Monday, 9 July 2012: 11:00 AM
Essex Center/South (Westin Copley Place)
Strong offshore winds, known as the Tehuano, are frequently observed over the Gulf of Tehuantepec in the eastern Pacific Ocean when a high pressure system over the Gulf of Mexico creates a cross isthmus pressure gradient through the Chivela Pass in southern Mexico. During such high wind events, turbulent mixing in the upper ocean can reduce the sea surface temperature by several degrees within hours of event onset and the surface fluxes of heat and momentum are highly variable within a gap outflow region. This upper ocean mixing is accompanied by significant changes to the marine and atmospheric boundary layers throughout the duration of the event. High resolution aircraft measurements collected during the Gulf of Tehuantepec Experiment (GOTEX, 2004) provide observations of the spatial and temporal evolution of the marine and atmospheric boundary layers during several gap wind events.
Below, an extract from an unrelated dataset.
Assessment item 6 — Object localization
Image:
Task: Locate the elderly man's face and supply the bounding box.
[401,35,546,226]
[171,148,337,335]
Previous studies of the Navy's Coupled Ocean/ Atmosphere Mesoscale Prediction System (COAMPS), using the atmospheric component only, have shown large discrepancies in air-sea temperature difference, surface fluxes, and turbulent kinetic energy, although the general feature of the gap wind outflow is well predicted in wind fields. In this study, we use COAMPS v. 5 fully coupled with the Navy Coastal Ocean Model (NCOM) to simulate all gap events observed during the 2004 GOTEX field campaign. The model results were compared to GOTEX aircraft measurements to evaluate the effect of two-way coupling on the marine and atmospheric boundary layer properties, surface fluxes, and turbulent kinetic energy. Initial results suggest improvement in the modeled surface fluxes within the coupling zone of the gap wind outflow, where air-sea interaction dominates.